No airline has gotten more publicity lately than Spirit Airlines – for all the wrong reasons.
Recently Spirit Airlines has made the decision to charge up to forty-five dollars to passengers who bring carry-on bags onto the flight, and the press has been slamming them.
Yet Fast Company co-founder Bill Taylor thinks the criticism has been misdirected. Taylor writes in a blog for Harvard Business Review that the big problem is “a company’s actions should line up with the message it’s been sending its customers all along.”
Southwest, one of the few profitable airlines, prides itself on not charging for checked bags of any kind and has even created an advertising campaign based on that. On the other side of the spectrum there is Ryanair, a European airline which has had tremendous success being so cut-rate they charge for practically everything except having a seat. Both airlines create expectations and live up to them.

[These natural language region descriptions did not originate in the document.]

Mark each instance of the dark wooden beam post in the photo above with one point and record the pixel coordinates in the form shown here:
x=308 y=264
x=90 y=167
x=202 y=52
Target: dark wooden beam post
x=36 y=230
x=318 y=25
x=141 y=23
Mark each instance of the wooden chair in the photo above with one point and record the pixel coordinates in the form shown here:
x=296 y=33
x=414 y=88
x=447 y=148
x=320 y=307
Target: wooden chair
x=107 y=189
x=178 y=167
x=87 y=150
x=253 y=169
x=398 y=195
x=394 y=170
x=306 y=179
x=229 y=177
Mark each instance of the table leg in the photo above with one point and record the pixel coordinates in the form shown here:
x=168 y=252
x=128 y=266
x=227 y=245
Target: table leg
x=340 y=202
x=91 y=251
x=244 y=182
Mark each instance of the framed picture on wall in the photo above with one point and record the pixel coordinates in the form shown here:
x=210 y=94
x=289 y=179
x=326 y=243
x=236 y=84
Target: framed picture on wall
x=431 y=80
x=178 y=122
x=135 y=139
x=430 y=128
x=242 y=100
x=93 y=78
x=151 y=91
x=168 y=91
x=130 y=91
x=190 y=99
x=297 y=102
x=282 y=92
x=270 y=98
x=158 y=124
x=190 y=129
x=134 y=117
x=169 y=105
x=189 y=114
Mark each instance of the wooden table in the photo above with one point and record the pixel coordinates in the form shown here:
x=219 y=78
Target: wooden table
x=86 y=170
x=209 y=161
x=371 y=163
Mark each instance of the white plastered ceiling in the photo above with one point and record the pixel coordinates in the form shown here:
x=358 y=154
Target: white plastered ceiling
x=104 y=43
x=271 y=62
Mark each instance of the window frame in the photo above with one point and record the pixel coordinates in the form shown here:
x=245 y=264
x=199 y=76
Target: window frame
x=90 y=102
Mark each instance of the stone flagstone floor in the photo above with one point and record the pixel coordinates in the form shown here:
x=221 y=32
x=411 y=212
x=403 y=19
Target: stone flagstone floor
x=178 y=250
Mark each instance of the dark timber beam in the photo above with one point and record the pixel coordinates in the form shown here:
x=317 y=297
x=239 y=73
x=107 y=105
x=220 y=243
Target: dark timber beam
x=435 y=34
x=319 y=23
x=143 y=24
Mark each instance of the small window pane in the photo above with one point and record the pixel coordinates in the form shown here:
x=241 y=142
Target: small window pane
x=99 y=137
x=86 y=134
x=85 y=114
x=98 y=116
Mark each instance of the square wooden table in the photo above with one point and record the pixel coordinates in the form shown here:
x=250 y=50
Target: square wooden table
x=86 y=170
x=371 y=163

So if your dental office is a clinic type practice where no appointment is necessary, emergencies are welcome and cold steel and sunshine is the most popular procedure, making patients wait in a crowded reception area may be consistent with their expectations.
On the other hand, if you claim to offer “five star service” and set your fees accordingly, you better live up to that Ritz-Carlton standard, even if that means sucking it up from time to time to keep your patients happy.
So get in the “Spirit” – the lesson is simple. Set your expectations as you like and act accordingly – or better!